There is the madness of popular creativity. You can react to it. You can make fun of it in some regard or be curious about. I think a lot of artists become curious by what the vernacular is. Like, how are you supposed to take a photograph? We are taught very young what that means, because we are told to pose for a photograph. We know how a photograph is supposed to be taken. You are supposed to look at the camera and you are supposed to sit a certain way or turn a certain way and you’re suppose to smile. You learn the vernacular so it is up to creative people or artists to work with that vernacular to change it, go against it, react to it. You can also be curious by what you find. I think if you went through everyone in this room’s albums, you could find that they are incredibly similar. I think it takes an artist to come up with concepts like that and celebrate the connection.

If you study the history of art, if you are aware of what has gone before and what is happening now, you are in touch with human history. There is no better survey of accomplishment, strife, birth and re-birth, death, destruction, religion, politics, history than to study the history of art.

You will make a lot of friends (when you study art), because you will know these artists, you will know these paintings, you will know these sculptures, these works of art and wherever you go in the world you can stop in and say hello to them. Like if you are in London, you can stop in and say hello to Rubens or Gainsborough or Mr. Norman Foster, Francis Bacon. If you are in Spain you can visit Goya. And they give you strength.
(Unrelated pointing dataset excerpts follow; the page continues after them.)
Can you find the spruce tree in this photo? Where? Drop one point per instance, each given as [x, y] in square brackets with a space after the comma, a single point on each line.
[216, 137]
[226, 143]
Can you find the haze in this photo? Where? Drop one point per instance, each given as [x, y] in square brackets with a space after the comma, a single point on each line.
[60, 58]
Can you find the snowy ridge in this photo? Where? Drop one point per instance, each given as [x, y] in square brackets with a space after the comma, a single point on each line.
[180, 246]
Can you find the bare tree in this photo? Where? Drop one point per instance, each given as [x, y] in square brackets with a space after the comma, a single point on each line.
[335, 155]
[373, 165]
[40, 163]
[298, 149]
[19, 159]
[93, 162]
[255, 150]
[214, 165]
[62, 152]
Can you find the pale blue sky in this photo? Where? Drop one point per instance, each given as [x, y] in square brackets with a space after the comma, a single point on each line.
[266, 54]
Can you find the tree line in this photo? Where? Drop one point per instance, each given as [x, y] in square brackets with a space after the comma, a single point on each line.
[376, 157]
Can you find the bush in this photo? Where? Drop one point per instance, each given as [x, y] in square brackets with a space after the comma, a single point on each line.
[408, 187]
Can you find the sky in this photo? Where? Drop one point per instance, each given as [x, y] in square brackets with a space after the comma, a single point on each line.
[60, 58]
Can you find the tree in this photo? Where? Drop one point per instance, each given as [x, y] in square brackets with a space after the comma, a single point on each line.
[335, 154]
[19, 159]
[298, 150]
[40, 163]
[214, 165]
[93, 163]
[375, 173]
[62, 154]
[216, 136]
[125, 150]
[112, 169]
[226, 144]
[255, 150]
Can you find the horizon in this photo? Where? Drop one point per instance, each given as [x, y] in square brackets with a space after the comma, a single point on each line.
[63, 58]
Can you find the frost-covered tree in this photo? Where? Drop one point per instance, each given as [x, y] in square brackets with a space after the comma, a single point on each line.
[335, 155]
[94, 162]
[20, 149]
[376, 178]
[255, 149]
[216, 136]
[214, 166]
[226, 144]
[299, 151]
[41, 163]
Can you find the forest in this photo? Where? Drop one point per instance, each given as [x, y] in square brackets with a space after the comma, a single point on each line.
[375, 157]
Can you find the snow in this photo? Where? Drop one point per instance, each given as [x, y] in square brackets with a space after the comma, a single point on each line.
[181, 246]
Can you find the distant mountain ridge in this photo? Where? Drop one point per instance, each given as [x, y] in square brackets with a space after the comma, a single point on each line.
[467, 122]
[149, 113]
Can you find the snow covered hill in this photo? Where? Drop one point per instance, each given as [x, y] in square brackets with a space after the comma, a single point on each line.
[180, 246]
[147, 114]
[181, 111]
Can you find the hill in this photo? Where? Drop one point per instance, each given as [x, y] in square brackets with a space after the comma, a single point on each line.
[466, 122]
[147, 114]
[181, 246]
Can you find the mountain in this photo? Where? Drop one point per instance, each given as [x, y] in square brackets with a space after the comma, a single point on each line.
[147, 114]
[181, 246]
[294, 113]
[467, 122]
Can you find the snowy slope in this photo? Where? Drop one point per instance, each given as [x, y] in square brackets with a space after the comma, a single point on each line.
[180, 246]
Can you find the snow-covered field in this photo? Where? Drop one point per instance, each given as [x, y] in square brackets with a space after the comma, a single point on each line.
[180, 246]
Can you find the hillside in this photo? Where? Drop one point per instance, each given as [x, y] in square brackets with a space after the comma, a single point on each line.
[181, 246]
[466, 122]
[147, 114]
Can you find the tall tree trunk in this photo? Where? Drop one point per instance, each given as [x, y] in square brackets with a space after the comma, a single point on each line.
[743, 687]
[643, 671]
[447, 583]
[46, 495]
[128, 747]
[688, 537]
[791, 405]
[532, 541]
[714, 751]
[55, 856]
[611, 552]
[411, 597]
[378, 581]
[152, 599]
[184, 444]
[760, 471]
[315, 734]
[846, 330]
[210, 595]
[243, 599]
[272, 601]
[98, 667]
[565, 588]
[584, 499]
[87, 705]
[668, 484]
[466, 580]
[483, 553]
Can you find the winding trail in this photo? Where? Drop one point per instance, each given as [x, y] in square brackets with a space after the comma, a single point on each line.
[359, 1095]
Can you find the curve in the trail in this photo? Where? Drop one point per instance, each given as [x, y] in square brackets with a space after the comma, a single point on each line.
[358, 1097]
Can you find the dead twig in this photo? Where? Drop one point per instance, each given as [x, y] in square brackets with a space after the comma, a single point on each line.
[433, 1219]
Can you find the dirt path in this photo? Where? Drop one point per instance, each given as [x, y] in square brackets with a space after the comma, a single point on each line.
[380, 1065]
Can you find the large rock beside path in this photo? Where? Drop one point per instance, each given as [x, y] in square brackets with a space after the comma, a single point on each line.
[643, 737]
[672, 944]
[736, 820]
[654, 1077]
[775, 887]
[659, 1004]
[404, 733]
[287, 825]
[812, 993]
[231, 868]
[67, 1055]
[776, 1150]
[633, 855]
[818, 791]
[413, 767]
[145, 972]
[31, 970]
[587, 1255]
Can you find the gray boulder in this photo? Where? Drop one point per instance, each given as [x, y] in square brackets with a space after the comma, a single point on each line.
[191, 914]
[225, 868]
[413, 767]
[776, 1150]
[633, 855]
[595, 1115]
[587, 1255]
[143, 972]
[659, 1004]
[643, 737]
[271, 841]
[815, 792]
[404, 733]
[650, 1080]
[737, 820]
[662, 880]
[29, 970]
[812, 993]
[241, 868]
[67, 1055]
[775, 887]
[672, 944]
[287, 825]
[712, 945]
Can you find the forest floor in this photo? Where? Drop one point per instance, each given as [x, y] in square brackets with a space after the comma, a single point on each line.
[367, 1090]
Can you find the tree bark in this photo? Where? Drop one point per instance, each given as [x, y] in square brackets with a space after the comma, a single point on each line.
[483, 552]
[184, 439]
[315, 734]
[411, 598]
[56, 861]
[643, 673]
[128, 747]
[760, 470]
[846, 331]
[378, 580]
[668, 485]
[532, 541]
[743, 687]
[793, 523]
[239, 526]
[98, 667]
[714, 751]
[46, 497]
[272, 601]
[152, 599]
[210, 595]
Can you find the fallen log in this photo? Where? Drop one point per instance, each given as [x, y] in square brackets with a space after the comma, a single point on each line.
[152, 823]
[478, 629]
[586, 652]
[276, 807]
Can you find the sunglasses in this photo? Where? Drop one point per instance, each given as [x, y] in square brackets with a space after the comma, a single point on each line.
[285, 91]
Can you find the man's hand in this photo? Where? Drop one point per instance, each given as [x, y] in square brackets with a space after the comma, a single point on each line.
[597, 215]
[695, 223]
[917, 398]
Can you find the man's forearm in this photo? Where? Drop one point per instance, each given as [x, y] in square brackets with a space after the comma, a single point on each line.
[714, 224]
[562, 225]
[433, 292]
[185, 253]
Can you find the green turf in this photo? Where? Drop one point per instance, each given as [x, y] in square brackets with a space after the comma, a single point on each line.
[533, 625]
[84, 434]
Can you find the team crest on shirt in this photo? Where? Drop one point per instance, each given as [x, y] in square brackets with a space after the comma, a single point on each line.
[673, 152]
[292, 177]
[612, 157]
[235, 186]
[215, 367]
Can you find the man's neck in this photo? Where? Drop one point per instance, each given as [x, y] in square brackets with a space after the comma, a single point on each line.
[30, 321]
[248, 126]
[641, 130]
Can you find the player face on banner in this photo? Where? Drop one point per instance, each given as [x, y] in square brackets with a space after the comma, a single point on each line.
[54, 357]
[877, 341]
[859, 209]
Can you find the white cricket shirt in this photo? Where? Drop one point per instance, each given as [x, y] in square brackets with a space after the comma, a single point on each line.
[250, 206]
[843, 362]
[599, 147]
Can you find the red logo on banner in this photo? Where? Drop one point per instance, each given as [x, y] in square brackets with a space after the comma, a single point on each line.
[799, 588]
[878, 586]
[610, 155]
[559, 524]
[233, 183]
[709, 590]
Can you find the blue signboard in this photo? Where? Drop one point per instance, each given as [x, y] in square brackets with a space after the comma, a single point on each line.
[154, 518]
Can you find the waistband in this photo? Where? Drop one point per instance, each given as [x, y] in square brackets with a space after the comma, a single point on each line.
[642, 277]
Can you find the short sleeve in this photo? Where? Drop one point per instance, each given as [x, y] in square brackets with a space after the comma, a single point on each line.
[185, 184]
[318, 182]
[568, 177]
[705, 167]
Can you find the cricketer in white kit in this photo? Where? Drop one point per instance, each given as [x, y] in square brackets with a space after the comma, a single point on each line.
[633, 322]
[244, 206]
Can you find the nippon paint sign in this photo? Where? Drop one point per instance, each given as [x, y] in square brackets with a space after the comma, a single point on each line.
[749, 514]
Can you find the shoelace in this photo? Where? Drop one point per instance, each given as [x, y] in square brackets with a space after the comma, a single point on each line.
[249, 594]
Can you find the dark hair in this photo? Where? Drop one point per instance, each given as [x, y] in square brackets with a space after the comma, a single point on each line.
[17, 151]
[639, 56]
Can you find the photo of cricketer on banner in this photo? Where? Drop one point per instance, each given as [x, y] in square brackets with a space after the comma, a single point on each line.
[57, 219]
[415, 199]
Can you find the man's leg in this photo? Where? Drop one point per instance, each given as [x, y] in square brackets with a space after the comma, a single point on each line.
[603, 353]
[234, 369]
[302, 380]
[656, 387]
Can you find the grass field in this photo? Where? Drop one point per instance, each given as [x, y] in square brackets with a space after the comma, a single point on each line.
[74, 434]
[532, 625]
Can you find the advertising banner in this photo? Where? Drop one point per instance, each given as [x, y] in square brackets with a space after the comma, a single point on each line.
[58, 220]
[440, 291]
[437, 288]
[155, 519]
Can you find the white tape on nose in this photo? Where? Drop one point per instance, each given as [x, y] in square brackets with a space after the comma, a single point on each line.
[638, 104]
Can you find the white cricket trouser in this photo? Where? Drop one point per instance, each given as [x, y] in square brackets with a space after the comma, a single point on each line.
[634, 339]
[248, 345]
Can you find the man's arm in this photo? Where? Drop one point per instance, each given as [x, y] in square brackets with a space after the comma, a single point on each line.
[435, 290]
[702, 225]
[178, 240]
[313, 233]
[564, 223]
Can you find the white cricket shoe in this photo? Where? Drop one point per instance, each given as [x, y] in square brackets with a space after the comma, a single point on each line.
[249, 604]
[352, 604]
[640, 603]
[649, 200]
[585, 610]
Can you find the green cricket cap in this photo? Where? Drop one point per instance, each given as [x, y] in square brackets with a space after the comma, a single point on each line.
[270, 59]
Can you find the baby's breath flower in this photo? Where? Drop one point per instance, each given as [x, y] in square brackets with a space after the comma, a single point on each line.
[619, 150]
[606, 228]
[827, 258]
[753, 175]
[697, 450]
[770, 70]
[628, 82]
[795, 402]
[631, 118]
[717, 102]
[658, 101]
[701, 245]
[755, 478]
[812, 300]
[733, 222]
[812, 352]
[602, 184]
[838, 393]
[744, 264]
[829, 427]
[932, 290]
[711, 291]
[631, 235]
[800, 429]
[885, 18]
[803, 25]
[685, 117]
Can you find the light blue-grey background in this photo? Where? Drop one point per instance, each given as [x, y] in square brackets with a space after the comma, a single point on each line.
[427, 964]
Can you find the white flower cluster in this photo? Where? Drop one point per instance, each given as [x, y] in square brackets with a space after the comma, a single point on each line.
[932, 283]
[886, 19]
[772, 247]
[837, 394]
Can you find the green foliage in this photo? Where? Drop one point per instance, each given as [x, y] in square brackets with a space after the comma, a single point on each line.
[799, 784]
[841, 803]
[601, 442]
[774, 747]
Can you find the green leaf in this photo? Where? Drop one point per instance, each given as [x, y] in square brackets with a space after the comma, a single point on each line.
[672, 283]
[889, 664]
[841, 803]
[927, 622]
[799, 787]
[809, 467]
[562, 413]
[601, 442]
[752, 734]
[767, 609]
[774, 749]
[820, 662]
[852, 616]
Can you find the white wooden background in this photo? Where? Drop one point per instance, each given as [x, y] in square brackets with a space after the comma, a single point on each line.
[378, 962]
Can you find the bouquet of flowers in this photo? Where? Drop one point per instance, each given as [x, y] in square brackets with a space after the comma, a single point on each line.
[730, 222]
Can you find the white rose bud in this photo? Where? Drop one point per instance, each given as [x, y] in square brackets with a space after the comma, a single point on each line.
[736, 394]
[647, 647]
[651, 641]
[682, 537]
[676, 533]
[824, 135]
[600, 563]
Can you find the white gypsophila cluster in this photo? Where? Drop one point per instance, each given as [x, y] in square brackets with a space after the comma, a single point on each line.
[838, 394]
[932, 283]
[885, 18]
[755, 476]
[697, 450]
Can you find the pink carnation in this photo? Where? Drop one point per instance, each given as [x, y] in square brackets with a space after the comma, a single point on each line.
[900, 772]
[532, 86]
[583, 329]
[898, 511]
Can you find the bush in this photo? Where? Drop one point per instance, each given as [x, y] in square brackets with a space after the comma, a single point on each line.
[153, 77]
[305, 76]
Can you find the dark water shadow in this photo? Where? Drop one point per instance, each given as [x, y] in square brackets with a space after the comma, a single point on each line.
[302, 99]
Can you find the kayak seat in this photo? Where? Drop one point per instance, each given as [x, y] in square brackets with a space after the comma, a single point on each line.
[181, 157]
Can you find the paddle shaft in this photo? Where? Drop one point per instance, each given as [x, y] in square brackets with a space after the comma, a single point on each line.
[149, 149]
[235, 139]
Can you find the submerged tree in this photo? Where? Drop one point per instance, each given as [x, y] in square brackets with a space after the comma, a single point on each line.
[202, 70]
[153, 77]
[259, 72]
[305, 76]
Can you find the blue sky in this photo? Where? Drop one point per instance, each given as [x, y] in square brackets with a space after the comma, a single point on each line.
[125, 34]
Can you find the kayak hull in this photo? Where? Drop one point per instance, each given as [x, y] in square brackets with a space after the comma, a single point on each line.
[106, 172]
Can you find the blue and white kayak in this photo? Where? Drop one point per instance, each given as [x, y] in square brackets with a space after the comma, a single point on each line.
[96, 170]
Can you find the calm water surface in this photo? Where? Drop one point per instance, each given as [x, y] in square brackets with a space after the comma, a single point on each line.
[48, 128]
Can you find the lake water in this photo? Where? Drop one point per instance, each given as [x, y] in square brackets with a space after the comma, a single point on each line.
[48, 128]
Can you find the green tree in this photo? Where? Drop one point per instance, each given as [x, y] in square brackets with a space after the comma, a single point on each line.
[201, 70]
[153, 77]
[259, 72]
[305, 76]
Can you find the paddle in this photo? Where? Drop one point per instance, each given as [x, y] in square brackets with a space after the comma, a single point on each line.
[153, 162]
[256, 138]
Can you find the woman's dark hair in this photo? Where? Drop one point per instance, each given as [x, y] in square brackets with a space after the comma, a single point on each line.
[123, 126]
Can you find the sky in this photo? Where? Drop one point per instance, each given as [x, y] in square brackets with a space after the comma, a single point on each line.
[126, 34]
I think that is the most exhilarating thing. You can’t really put your finger, exactly, on what each thing means, it just does. There is something special about it. I think that is why we as a society build museums, because there is something special about it that is vital to who we are.

And it constantly changes. It inspires you in your daily life. It’s why you need poetry. Sometimes, you need things in your life that don’t make sense, they just make you feel a certain way. There is no qualifying it. There is no top 40 radio station that will give that to you.